The family and minority-owned entity has been in business since 1979, with a storied history that reflects much of the past 35 years in airport development in the U.S.
LeMonica Hakeem, Vice President of Business Development at Concessions International, talks about the pride that the company takes in being independent and guest- and quality-oriented.
“We are a leading food & beverage operator in airports and really take pride in being a family-owned business. A lot of our competitors have been acquired by foreign conglomerates but we are excited that we are still family owned. We also have no private equity [investment] and work with a lot of great local, national and regional brands in the airport market. That in itself sets us apart from the competition and makes us special,” Hakeem tells TMI.
Company founder Herman J. Russell was devoted, hard-working and very active in the civil rights movement, she recalls.
“Herman was a phenomenal person. He was friends with Dr. Martin Luther King and in fact used to bail Dr. King out of jail and support the civil rights movement financially,” she says.
In the 1970s, the airport concession industry began requiring more minority participation, and Russell was approached to enter the airport because he had built a very strong construction company, and was financially capable.
“From the beginning, he insisted on actually participating in the business and not just checking the minority box on the application. From then, the company really grew on its merit and its capabilities,” says Hakeem.
“We made sure to put the right people in the right places. We started in 1979 and still today continue to grow and thrive and be very competitive in the industry.
Importance of Food & Beverage
Hakeem explains that F&B is imperative to the functioning of an airport today.
“The hustle and bustle of traveling to an airport, rushing for business, or traveling with children, can be frustrating and stressful and most people need to grab something to eat or drink. So it is vital for us to remain relevant. People are becoming a lot more conscientious about what they eat so the landscape of the entire industry has been changing. Some nationally branded concepts that we used to see in multiple locations are less attractive today based on the new trends in the market that focus on farm to table, healthier offerings, tapas and more.
“The heightened awareness of the trends that are happening on the street side have definitely moved into the airport.”
Hakeem says that a concessionaire such as CI must continually strive to remain relevant, and every detail counts.
“We must understand the airport passenger in each of the terminals in which we operate. What works for a Spirit or Southwest customer may not be the same as what a Delta customer is looking for. We pay attention to the airport layout, the customer, the number of travelers. Any customer data that we can get from the airport is important.
“From there, we look for brands that have the right systems and experience. If they have worked in an airport before, that makes life a lot easier for us.”

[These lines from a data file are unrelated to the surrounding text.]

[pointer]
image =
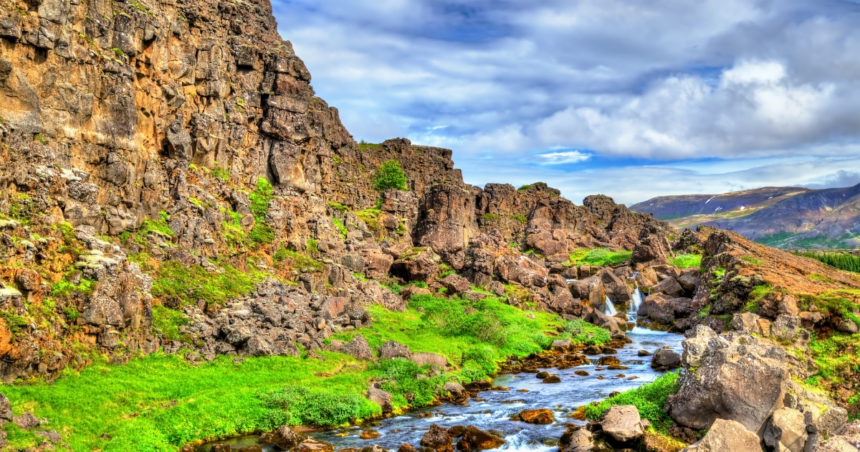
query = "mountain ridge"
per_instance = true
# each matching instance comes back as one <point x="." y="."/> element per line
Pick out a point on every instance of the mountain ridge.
<point x="784" y="217"/>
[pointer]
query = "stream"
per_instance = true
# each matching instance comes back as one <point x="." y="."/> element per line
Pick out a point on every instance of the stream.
<point x="493" y="409"/>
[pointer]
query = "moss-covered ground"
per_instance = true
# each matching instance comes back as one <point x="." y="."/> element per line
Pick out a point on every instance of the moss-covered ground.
<point x="161" y="402"/>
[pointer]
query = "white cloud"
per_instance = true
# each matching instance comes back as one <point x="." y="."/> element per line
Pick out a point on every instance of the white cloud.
<point x="558" y="158"/>
<point x="660" y="80"/>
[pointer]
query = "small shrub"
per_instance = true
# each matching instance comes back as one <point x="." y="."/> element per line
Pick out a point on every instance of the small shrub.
<point x="313" y="246"/>
<point x="390" y="176"/>
<point x="751" y="260"/>
<point x="168" y="321"/>
<point x="341" y="229"/>
<point x="296" y="405"/>
<point x="648" y="399"/>
<point x="687" y="261"/>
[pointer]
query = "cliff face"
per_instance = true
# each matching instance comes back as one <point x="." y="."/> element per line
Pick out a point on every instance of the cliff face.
<point x="151" y="148"/>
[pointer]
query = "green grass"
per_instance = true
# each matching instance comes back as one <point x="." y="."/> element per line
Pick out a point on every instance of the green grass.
<point x="262" y="232"/>
<point x="751" y="260"/>
<point x="842" y="261"/>
<point x="390" y="176"/>
<point x="341" y="229"/>
<point x="599" y="257"/>
<point x="648" y="399"/>
<point x="687" y="261"/>
<point x="161" y="402"/>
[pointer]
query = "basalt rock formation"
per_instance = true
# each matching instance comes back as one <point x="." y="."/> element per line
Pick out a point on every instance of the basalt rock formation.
<point x="169" y="180"/>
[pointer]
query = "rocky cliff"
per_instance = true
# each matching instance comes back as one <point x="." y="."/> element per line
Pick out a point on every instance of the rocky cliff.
<point x="162" y="157"/>
<point x="170" y="181"/>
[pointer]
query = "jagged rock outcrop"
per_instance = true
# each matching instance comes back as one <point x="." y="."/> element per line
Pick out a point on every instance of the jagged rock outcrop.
<point x="737" y="377"/>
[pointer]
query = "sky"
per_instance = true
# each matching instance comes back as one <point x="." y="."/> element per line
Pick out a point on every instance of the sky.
<point x="628" y="98"/>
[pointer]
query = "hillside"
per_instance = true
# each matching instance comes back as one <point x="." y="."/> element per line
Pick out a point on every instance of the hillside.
<point x="783" y="217"/>
<point x="193" y="247"/>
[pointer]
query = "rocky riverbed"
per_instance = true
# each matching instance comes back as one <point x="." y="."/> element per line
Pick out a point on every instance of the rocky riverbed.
<point x="493" y="410"/>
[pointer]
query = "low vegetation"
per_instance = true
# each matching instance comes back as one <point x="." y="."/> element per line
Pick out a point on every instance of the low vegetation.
<point x="842" y="261"/>
<point x="180" y="285"/>
<point x="599" y="257"/>
<point x="687" y="261"/>
<point x="648" y="399"/>
<point x="139" y="406"/>
<point x="390" y="176"/>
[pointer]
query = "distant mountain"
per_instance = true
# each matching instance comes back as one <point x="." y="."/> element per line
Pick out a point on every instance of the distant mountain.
<point x="783" y="217"/>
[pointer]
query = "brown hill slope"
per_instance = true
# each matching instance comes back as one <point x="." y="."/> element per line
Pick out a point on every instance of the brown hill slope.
<point x="787" y="217"/>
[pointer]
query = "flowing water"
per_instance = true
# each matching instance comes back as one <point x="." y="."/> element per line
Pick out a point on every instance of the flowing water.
<point x="497" y="407"/>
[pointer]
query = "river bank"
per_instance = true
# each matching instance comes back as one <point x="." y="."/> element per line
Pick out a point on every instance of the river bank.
<point x="493" y="410"/>
<point x="163" y="402"/>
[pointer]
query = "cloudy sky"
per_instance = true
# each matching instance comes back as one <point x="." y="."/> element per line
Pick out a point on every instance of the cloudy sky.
<point x="628" y="98"/>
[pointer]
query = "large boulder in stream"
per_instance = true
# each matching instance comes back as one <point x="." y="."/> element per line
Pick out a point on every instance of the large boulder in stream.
<point x="576" y="440"/>
<point x="622" y="423"/>
<point x="476" y="439"/>
<point x="438" y="439"/>
<point x="735" y="377"/>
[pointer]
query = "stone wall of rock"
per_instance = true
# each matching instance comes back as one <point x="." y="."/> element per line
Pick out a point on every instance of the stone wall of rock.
<point x="134" y="135"/>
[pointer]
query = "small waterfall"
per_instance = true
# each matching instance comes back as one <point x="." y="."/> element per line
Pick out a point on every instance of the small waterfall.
<point x="609" y="308"/>
<point x="635" y="302"/>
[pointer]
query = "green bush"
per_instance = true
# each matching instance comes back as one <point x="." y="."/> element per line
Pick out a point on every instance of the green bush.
<point x="180" y="285"/>
<point x="262" y="232"/>
<point x="168" y="322"/>
<point x="390" y="176"/>
<point x="295" y="405"/>
<point x="648" y="399"/>
<point x="341" y="229"/>
<point x="687" y="261"/>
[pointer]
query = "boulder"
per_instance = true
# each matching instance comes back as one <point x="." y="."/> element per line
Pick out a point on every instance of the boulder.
<point x="5" y="409"/>
<point x="429" y="358"/>
<point x="283" y="438"/>
<point x="476" y="439"/>
<point x="456" y="284"/>
<point x="438" y="439"/>
<point x="561" y="345"/>
<point x="381" y="398"/>
<point x="847" y="326"/>
<point x="616" y="288"/>
<point x="786" y="431"/>
<point x="410" y="292"/>
<point x="622" y="423"/>
<point x="357" y="347"/>
<point x="393" y="349"/>
<point x="735" y="377"/>
<point x="312" y="445"/>
<point x="665" y="360"/>
<point x="725" y="436"/>
<point x="668" y="286"/>
<point x="541" y="416"/>
<point x="746" y="322"/>
<point x="576" y="440"/>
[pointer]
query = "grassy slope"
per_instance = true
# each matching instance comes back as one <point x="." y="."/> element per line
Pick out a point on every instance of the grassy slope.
<point x="133" y="404"/>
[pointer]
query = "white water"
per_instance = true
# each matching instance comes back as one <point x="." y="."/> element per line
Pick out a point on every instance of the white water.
<point x="609" y="308"/>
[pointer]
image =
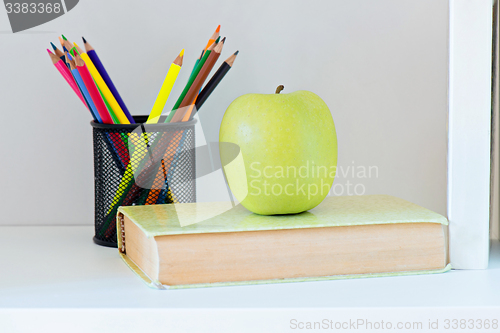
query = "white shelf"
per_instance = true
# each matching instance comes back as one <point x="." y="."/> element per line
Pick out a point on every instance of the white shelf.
<point x="60" y="267"/>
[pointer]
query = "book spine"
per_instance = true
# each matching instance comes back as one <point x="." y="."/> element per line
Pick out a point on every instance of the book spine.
<point x="121" y="234"/>
<point x="469" y="127"/>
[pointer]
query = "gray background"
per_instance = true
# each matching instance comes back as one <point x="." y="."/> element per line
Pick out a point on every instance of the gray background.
<point x="381" y="66"/>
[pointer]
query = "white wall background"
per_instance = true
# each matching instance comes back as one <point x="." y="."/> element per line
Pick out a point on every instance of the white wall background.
<point x="381" y="66"/>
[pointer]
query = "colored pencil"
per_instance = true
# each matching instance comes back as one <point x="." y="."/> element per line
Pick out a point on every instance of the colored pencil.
<point x="198" y="82"/>
<point x="60" y="54"/>
<point x="63" y="69"/>
<point x="77" y="50"/>
<point x="160" y="179"/>
<point x="190" y="82"/>
<point x="103" y="87"/>
<point x="113" y="141"/>
<point x="165" y="90"/>
<point x="71" y="48"/>
<point x="213" y="38"/>
<point x="61" y="41"/>
<point x="215" y="80"/>
<point x="92" y="88"/>
<point x="83" y="89"/>
<point x="107" y="79"/>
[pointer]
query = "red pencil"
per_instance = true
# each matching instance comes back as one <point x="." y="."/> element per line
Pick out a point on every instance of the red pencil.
<point x="93" y="91"/>
<point x="63" y="69"/>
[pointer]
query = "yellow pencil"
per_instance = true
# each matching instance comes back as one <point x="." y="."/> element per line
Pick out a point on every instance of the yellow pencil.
<point x="122" y="118"/>
<point x="165" y="90"/>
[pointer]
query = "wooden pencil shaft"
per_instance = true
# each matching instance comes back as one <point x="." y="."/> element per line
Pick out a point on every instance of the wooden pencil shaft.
<point x="107" y="79"/>
<point x="92" y="88"/>
<point x="201" y="77"/>
<point x="188" y="85"/>
<point x="212" y="84"/>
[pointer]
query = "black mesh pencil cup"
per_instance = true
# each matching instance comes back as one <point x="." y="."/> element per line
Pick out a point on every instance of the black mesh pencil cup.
<point x="140" y="164"/>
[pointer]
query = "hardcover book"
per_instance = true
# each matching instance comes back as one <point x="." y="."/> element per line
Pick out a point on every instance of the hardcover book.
<point x="212" y="244"/>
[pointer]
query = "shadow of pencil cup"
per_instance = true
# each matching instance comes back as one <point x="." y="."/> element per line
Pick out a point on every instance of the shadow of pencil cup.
<point x="140" y="164"/>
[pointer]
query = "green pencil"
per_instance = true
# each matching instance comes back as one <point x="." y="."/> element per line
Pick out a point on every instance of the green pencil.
<point x="190" y="82"/>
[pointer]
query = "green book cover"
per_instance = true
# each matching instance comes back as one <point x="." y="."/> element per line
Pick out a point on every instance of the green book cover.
<point x="215" y="217"/>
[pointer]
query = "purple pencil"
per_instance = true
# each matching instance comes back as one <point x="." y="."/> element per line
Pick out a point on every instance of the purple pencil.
<point x="100" y="67"/>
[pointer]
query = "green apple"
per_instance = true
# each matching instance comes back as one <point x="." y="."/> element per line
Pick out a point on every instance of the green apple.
<point x="287" y="155"/>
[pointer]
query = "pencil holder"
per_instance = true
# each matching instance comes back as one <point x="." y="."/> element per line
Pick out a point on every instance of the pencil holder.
<point x="140" y="164"/>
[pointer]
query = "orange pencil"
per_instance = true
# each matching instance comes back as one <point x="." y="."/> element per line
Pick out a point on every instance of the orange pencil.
<point x="198" y="82"/>
<point x="213" y="38"/>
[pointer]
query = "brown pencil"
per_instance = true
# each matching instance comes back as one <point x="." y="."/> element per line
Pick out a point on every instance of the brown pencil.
<point x="198" y="82"/>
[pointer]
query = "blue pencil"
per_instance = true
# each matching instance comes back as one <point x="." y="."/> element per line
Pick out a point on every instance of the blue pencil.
<point x="100" y="68"/>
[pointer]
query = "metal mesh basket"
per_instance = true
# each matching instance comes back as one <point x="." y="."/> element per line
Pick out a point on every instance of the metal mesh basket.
<point x="140" y="164"/>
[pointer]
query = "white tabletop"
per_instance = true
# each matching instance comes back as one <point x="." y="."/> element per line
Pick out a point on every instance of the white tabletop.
<point x="60" y="267"/>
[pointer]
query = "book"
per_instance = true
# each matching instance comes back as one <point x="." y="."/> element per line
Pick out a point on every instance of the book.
<point x="469" y="132"/>
<point x="212" y="244"/>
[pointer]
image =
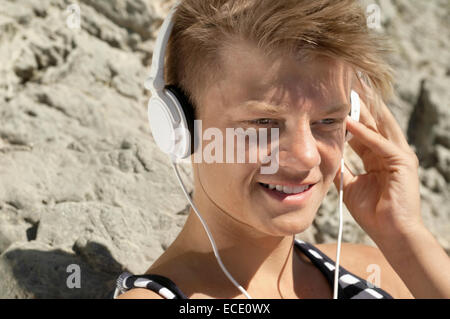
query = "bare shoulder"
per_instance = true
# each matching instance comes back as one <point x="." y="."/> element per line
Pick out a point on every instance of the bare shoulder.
<point x="139" y="293"/>
<point x="368" y="262"/>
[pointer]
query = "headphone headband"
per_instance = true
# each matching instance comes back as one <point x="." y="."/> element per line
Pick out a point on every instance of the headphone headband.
<point x="155" y="81"/>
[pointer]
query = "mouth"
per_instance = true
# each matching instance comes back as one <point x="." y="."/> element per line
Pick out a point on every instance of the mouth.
<point x="292" y="195"/>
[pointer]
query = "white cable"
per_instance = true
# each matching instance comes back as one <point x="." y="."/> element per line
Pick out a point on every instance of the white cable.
<point x="338" y="252"/>
<point x="216" y="253"/>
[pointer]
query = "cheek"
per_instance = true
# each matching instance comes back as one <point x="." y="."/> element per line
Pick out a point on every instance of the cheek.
<point x="330" y="162"/>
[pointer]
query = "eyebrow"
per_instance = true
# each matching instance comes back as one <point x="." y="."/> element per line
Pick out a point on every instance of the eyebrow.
<point x="276" y="109"/>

When looking for brands to offer in their airport locations, CI can deal with a $7 billion company like Darden Restaurants, or a local two-person team who just created a great concept that they think will resonate well.
“Clearly, a Darden understands how to do food and how to deliver their product in non-traditional spaces. The local team may not have the systems but if we think their concept can translate and that they are open and flexible to work with our culinary team to be able to execute in this environment, we would want to try.
“It ranges, but definitely our brand partners have to be flexible enough to understand that the kitchen and space will be a lot smaller than what they are accustomed to. But as long as they are flexible, we can make it work,” she says.
Speed of service is another critical element in an airport environment, and chef-driven concepts are gathering great attention. CI has staged a number of airport activations with its celebrity chefs.
“Michael Symon, from Bar Symon, Iron Chef, in Dulles, has done several events including signing his cook book. Tom Catherall in ATL has done chef demonstrations, and we are really improving our Social Media presence and doing a better job of promoting these things,” says Hakeem. “But even people who are passing by stop when they see a chef demo. This is exciting.”
Hakeem believes that CI has thrived the way it has for more than three decades because it has always been based on values that include integrity and professionalism.
“We are also very personable, very approachable, very flexible and very responsive. It is not hard to get decisions made. We want to try new things, be different, be daring and we really want to deliver the best quality.”